The sense of haunting inevitability Tyler lays out in “EARFQUAKE” with the line “’Cause when it all comes crashing down I’ll need you” persists throughout the album. In the song “RUNNING OUT OF TIME,” Tyler develops a tension between substance and style. Despite describing the quickly crumbling facade of a relationship, the beat is mystical, spacey and relatively slower than the rest of the album. The effect of this contradiction conveys a hopeless longing, a futile wish to slow time and alter the imminent.

One of the most fascinating aspects of IGOR is how different the album sounds based on one’s surroundings. The first few times I listened to it, I devoted all of my focus to the listen, usually sitting down. However, the experience of driving while playing IGOR revealed an entirely new facet of the album. Engaging myself in a soothingly systematic activity like driving shed light on just how evenly paced and naturally composed the album is. It tells a simple story, but one that fluctuates seamlessly through dynamic musical styles.

Much of this effect lies in Tyler’s typical genre-hopping. The pulsating, arpeggiated outro of “GONE, GONE / THANK YOU” gracefully melts into the sludgy, cracking tones of “I DON’T LOVE YOU ANYMORE.” This penultimate track gives way to the explicitly bluesy finale of the album, “ARE WE STILL FRIENDS?” It’s one of Tyler, the Creator’s best songs, not because of its clarity in message but rather the lack thereof. Are our once-lovers still friends? That’s a likely yes. But are the ghosts of their romance really gone? That’s a far more compelling question, so Tyler knowingly keeps it ambiguous, with deceivingly harmonious chords and an all-too-bright melody.
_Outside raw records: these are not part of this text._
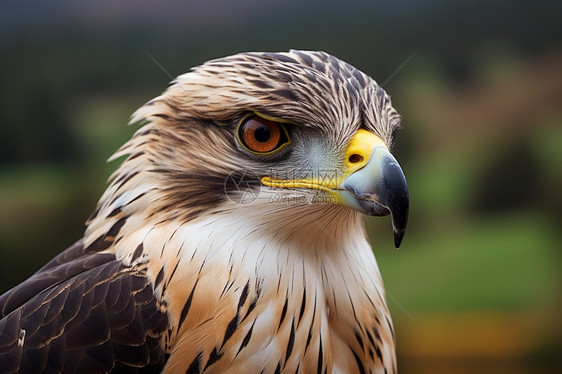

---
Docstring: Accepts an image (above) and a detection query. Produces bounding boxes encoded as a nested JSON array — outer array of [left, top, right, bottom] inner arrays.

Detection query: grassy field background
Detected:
[[0, 0, 562, 373]]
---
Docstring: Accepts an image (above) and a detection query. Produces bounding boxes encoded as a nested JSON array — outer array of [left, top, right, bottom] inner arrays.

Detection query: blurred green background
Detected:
[[0, 0, 562, 373]]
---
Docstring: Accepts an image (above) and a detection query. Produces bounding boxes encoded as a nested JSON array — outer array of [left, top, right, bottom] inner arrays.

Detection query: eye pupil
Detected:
[[254, 126, 271, 143], [238, 115, 291, 154]]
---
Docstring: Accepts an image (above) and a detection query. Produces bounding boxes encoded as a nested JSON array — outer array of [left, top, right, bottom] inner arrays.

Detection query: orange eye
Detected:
[[238, 116, 289, 154]]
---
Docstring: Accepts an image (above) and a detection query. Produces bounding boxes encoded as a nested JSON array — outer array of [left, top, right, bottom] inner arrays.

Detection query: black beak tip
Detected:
[[394, 230, 405, 249]]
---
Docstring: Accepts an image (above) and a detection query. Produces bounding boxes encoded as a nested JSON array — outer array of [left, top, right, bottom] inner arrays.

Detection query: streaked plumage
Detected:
[[0, 51, 407, 373]]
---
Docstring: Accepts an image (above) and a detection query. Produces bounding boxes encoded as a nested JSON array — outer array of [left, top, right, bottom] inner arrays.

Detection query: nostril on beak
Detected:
[[349, 153, 363, 164]]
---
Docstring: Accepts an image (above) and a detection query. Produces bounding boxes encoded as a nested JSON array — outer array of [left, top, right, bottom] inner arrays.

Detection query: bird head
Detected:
[[98, 51, 408, 247]]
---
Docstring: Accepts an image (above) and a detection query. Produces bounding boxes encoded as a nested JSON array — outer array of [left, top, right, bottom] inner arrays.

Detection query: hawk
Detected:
[[0, 50, 408, 373]]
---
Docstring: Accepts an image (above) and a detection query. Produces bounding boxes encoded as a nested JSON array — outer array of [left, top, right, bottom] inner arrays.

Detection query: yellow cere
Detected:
[[261, 129, 388, 192]]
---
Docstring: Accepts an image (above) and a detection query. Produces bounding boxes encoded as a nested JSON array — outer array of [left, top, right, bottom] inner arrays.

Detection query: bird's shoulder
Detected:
[[0, 242, 168, 372]]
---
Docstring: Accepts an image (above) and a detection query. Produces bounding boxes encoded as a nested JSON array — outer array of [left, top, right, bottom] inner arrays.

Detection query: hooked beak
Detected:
[[261, 129, 409, 248], [336, 142, 409, 248]]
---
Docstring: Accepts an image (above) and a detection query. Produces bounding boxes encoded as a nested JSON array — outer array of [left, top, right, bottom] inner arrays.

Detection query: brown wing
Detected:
[[0, 243, 168, 373]]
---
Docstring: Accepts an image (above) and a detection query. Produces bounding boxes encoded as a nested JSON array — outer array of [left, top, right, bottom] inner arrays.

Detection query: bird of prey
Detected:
[[0, 50, 408, 373]]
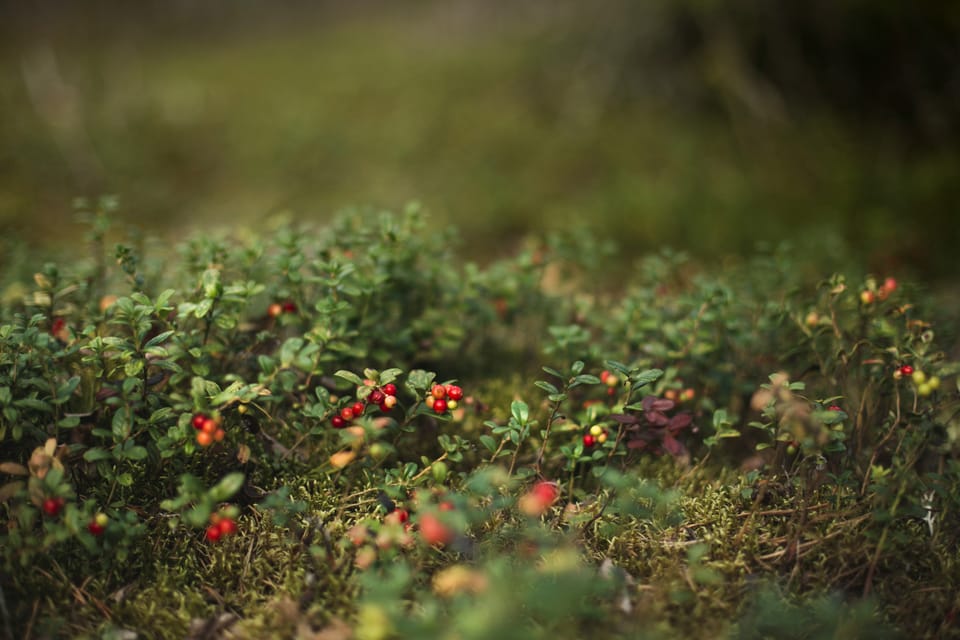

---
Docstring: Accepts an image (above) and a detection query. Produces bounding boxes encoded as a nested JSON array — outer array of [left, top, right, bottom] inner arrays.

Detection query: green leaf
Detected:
[[193, 298, 213, 318], [533, 380, 560, 395], [111, 407, 130, 441], [510, 400, 530, 424], [54, 376, 80, 404], [541, 367, 565, 380], [604, 360, 630, 378], [210, 471, 246, 502], [83, 448, 113, 462], [333, 369, 363, 387], [123, 445, 147, 460], [143, 329, 174, 349], [380, 367, 403, 385], [630, 369, 663, 391], [570, 373, 600, 387]]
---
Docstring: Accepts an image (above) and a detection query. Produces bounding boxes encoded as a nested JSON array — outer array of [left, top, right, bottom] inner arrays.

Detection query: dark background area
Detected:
[[0, 0, 960, 281]]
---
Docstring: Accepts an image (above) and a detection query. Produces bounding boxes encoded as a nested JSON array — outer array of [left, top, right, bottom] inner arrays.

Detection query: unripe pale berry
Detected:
[[217, 518, 237, 536], [446, 384, 463, 401], [41, 498, 66, 518]]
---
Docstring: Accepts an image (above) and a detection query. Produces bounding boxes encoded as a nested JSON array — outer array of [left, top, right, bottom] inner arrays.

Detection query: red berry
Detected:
[[383, 509, 410, 524], [533, 481, 560, 505], [447, 384, 463, 402], [217, 518, 237, 536], [420, 513, 453, 546], [42, 498, 65, 518]]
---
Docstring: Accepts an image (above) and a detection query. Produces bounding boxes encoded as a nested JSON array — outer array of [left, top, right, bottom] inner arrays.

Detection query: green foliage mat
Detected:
[[0, 200, 960, 639]]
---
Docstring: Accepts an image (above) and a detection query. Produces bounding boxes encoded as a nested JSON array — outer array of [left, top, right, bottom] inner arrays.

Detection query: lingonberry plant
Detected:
[[0, 206, 960, 638]]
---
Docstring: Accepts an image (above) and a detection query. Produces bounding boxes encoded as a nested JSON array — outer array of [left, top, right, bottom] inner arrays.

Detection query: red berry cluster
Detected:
[[190, 413, 227, 447], [206, 513, 237, 542], [425, 384, 463, 413], [517, 480, 560, 516], [330, 380, 397, 429], [663, 387, 697, 402], [267, 300, 297, 318], [583, 424, 610, 449], [40, 496, 67, 518]]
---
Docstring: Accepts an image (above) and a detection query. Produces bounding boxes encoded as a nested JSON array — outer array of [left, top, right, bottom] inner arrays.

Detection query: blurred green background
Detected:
[[0, 0, 960, 280]]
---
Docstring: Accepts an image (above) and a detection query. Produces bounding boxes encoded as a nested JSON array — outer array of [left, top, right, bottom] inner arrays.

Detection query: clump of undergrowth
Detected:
[[0, 202, 960, 638]]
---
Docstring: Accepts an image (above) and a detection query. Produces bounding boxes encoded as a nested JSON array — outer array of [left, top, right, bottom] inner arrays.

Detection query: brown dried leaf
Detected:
[[0, 480, 24, 502], [0, 462, 30, 476]]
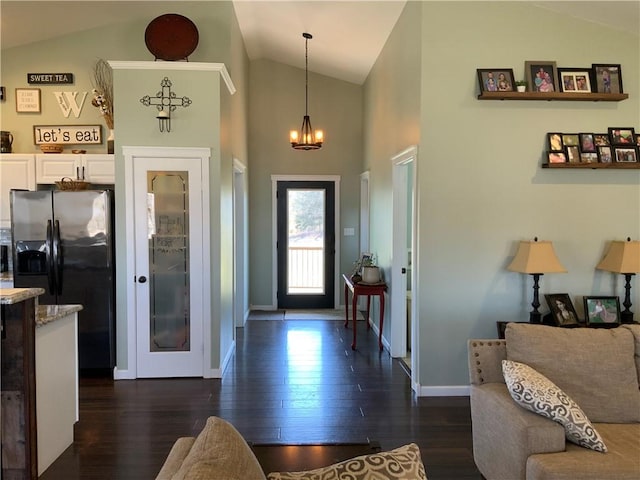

IGOR is a robust, fascinating addition to the eccentric, self-mythologizing canon of Tyler, the Creator. While it certainly bounds forward in his maturity as an artist, it lacks the edge that he so unapologetically embodied. This transition shouldn’t be a disappointment; it doesn’t take away from the piercing power of his discography. Better yet, Tyler has seemingly arrived at this pensive, nuanced stage of his persona on his own terms.